Nearly every monitored European region (99.6 percent) has seen an increase in heat‑attributable deaths over the past decade according to the report. Extreme heat warnings have increased by 318 percent increase, from one annual daily extreme warning in 1991-2000 to 4.3 in 2015-2024.
In 2023 food insecurity linked to heatwaves and drought affected more than one million additional people compared with previous decades. This dire situation is affecting the most vulnerable the hardest: infants, older adults, and outdoor workers are among those most affected by extreme heat.

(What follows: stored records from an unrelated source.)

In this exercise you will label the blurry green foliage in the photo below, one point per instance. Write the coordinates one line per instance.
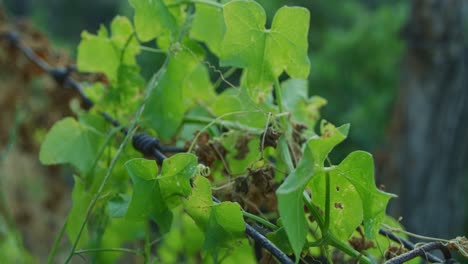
(354, 50)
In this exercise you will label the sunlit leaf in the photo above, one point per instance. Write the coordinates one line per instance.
(265, 53)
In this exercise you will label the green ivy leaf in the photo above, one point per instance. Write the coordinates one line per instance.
(118, 205)
(175, 178)
(71, 142)
(323, 145)
(358, 169)
(80, 200)
(165, 109)
(208, 26)
(345, 203)
(225, 225)
(101, 53)
(199, 204)
(152, 18)
(280, 239)
(296, 100)
(265, 53)
(249, 112)
(290, 203)
(222, 223)
(147, 200)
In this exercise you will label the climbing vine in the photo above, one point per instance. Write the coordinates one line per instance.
(181, 172)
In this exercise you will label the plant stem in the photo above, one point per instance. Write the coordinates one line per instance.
(279, 102)
(327, 203)
(206, 2)
(223, 77)
(57, 240)
(260, 220)
(152, 84)
(314, 212)
(92, 250)
(147, 253)
(217, 121)
(347, 249)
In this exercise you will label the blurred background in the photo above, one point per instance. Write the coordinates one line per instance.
(396, 70)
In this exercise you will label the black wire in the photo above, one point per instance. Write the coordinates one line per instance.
(407, 244)
(141, 141)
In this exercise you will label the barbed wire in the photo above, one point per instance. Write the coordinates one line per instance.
(151, 146)
(142, 142)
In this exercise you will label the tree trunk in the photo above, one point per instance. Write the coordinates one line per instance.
(431, 145)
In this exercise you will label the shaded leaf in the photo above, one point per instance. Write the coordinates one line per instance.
(71, 142)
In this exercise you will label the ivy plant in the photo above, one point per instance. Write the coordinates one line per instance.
(259, 147)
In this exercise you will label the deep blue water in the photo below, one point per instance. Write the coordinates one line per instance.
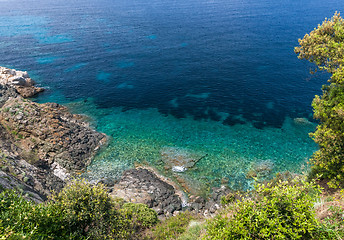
(229, 61)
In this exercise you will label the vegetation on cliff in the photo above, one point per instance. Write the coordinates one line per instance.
(287, 207)
(79, 211)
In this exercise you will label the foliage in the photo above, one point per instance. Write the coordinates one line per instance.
(276, 211)
(324, 46)
(79, 211)
(171, 228)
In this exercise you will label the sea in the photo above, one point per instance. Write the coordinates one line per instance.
(207, 92)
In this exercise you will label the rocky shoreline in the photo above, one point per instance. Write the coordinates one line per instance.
(43, 145)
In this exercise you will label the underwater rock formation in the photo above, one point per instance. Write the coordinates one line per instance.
(143, 186)
(42, 145)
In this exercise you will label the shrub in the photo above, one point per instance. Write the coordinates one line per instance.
(276, 211)
(324, 47)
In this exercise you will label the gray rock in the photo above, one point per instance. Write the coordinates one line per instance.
(143, 186)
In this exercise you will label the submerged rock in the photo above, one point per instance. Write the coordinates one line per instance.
(20, 81)
(143, 186)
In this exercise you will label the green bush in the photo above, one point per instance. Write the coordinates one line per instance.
(276, 211)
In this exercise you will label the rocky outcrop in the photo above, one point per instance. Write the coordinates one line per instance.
(20, 81)
(143, 186)
(42, 145)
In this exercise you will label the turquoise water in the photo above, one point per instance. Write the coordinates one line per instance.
(213, 83)
(230, 152)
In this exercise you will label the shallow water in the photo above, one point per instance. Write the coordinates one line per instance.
(216, 78)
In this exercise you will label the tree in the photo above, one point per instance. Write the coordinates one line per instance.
(324, 46)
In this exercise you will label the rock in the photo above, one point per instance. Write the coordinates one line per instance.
(143, 186)
(41, 145)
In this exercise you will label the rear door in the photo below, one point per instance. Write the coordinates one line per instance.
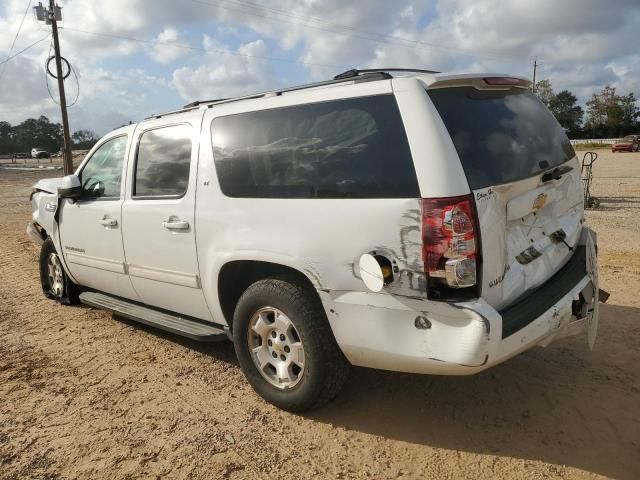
(158, 217)
(526, 181)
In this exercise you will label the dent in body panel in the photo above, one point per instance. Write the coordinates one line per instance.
(406, 258)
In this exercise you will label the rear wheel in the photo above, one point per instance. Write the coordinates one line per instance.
(285, 346)
(54, 280)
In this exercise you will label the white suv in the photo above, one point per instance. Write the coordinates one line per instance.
(418, 222)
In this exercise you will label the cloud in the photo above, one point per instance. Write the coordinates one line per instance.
(224, 72)
(168, 46)
(581, 46)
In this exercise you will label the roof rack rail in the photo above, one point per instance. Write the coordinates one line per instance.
(197, 103)
(360, 76)
(357, 72)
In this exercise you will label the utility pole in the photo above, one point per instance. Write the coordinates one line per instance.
(67, 158)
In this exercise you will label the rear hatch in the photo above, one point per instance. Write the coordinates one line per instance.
(526, 183)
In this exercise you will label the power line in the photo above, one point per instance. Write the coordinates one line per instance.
(202, 49)
(4, 64)
(335, 28)
(24, 49)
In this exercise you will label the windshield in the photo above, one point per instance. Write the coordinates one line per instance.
(501, 136)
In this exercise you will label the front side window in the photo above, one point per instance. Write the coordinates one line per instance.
(163, 160)
(352, 148)
(102, 174)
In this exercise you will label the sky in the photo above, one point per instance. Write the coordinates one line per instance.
(133, 58)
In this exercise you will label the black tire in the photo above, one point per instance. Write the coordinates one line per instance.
(68, 293)
(325, 367)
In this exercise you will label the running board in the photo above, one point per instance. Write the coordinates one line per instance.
(194, 329)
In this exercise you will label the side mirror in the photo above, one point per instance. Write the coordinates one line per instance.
(70, 187)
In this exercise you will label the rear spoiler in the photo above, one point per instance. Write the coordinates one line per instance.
(480, 81)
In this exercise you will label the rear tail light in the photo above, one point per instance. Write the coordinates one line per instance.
(450, 246)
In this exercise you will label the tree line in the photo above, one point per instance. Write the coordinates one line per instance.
(608, 114)
(41, 133)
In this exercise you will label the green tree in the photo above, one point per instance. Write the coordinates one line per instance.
(565, 108)
(544, 91)
(630, 112)
(84, 139)
(610, 114)
(6, 138)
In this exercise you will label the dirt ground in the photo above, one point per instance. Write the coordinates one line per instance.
(84, 394)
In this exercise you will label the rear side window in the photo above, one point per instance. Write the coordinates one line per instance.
(354, 148)
(163, 160)
(501, 136)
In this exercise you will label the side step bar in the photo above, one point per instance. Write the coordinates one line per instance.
(190, 328)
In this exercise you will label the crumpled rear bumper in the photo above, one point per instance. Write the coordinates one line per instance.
(420, 336)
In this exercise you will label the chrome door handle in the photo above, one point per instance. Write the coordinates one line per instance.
(172, 224)
(108, 222)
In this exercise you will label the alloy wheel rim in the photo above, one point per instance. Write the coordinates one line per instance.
(55, 275)
(276, 348)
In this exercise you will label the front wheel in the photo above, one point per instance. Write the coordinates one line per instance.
(54, 280)
(285, 346)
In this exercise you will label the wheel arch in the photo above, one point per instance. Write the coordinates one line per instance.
(236, 276)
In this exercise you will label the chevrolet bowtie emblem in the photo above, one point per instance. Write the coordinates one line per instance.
(540, 201)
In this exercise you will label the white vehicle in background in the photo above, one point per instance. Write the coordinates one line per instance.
(394, 219)
(39, 153)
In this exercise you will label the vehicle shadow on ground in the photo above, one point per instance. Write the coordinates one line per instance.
(552, 405)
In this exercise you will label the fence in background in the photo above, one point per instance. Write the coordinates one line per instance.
(603, 141)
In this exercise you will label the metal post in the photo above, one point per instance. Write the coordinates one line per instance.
(67, 157)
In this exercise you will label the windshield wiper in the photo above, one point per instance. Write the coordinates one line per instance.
(556, 173)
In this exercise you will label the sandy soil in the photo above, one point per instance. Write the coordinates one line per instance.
(87, 395)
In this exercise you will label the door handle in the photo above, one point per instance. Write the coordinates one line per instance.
(175, 224)
(108, 222)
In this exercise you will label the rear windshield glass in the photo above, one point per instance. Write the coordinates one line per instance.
(502, 136)
(354, 148)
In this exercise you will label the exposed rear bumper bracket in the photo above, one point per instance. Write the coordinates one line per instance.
(535, 303)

Despite ongoing efforts to decarbonise, the report shows that Europe’s reliance on fossil fuels continues to expose people to health‑harming pollution and volatile energy markets. Fossil fuel subsidies reached €444 billion in 2023 – 3.3 times higher than in 2016 – as governments were forced to step in to protect households from soaring energy prices following Russia’s invasion of Ukraine.

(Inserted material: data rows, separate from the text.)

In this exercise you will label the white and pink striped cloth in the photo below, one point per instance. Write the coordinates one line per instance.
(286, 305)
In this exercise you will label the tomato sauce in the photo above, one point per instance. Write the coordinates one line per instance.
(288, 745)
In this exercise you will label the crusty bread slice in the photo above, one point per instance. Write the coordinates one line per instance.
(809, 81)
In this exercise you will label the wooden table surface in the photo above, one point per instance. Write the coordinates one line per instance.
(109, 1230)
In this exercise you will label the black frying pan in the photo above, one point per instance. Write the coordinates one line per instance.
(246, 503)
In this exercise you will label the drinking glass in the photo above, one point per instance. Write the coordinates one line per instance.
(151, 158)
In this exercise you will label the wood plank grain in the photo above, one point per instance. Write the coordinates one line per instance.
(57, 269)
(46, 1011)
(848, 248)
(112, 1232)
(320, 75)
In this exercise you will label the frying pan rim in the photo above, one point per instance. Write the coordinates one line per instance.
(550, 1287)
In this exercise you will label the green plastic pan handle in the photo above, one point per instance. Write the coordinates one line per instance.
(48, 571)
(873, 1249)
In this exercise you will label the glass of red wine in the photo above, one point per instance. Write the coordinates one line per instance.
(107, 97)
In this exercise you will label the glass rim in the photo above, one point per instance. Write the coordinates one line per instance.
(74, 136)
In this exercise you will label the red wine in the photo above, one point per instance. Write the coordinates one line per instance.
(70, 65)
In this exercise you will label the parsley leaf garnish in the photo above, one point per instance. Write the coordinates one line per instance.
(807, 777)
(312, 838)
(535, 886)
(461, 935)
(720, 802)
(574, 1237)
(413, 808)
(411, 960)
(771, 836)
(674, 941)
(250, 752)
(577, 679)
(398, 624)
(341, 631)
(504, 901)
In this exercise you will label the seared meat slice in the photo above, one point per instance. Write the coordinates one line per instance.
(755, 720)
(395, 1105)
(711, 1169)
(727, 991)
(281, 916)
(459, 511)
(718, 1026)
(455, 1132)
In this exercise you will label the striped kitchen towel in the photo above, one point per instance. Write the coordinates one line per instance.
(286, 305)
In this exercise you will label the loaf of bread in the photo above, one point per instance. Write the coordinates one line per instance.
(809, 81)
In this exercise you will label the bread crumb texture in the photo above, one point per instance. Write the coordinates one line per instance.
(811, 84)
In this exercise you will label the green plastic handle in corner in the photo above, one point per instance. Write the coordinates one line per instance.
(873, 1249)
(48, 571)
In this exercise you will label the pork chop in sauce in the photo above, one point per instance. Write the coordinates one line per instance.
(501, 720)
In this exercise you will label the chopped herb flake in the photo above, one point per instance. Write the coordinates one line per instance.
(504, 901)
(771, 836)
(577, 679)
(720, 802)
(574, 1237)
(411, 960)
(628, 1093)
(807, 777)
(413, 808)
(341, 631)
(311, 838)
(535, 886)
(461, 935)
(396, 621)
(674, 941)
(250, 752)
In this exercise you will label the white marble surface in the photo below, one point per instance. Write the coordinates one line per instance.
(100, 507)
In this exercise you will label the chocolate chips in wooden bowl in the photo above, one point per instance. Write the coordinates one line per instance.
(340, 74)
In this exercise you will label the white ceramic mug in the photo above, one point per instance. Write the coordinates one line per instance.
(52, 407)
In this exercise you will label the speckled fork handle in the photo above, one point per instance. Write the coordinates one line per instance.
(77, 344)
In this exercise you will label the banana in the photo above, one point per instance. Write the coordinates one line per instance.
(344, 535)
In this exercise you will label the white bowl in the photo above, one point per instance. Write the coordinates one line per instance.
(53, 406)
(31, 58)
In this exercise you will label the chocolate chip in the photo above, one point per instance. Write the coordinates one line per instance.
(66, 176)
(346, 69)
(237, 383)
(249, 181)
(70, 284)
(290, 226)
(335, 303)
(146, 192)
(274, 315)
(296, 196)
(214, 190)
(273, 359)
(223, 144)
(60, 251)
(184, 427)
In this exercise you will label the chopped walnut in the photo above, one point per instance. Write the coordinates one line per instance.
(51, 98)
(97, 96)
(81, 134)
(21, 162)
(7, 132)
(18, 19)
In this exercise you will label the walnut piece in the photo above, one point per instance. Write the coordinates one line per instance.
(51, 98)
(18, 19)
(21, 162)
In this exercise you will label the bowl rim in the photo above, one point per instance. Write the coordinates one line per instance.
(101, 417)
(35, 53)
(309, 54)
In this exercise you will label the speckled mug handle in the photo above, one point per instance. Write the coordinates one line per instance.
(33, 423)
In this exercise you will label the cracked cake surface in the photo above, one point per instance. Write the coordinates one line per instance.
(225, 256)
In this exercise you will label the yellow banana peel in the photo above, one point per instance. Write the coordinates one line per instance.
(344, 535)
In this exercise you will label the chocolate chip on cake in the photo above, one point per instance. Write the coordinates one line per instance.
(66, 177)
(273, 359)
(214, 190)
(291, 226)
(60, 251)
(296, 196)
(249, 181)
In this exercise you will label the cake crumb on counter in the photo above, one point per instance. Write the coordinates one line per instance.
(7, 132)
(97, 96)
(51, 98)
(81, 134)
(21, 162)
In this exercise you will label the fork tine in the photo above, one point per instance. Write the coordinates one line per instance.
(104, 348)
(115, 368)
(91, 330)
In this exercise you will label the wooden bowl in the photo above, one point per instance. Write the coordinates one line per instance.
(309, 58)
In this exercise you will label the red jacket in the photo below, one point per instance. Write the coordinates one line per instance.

However, there are signs of progress. Air pollution related deaths from the power sector in the EU27 have fallen by 84 percent since 2000, and by 58 percent in the transport sector.

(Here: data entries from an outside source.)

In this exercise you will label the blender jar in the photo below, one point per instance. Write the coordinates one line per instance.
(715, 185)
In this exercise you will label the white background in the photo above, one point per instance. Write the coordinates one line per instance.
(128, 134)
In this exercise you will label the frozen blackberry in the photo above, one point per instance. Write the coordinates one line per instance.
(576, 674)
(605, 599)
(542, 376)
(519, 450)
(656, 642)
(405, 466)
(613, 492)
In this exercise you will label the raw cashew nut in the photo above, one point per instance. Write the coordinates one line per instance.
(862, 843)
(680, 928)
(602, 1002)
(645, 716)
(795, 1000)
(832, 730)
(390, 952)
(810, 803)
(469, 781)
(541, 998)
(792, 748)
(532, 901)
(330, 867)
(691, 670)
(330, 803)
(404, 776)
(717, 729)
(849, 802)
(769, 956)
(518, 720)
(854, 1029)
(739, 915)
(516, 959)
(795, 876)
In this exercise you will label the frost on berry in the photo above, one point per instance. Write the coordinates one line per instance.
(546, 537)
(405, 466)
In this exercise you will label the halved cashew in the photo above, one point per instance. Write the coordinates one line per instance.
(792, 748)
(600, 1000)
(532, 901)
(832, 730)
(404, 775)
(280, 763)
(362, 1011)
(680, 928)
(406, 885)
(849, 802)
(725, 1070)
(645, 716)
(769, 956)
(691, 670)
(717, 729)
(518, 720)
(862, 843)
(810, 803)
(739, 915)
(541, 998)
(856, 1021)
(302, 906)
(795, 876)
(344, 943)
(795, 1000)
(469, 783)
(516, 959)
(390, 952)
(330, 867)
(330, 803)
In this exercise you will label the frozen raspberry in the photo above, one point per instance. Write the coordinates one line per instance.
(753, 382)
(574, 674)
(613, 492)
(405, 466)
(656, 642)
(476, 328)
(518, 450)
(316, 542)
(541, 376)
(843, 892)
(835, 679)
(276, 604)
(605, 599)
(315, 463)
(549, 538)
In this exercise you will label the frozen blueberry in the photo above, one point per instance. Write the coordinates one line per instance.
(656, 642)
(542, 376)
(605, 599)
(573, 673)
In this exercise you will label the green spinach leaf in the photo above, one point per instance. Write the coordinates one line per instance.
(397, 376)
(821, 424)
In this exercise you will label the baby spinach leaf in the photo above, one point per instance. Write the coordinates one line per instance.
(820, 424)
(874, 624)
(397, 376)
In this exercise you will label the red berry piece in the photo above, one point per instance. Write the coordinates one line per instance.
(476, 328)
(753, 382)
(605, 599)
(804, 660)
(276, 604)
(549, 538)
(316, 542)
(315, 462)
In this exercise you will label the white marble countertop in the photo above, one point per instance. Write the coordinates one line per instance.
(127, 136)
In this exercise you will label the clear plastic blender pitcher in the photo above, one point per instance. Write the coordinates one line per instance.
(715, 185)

PIK’s Hannah Heiliger (née Klauber) co-led the economics and finance working group for the report, assessing the financial and economic dimensions of climate change impacts and their solutions, and Max Callaghan, Jan Minx and Tim Repke calculated the indicators that track engagement from the scientific community on health and climate change.
The report was authored by 65 researchers into total, from 46 academic and UN institutions, tracking trends in climate change and health with 43 indicators across five domains.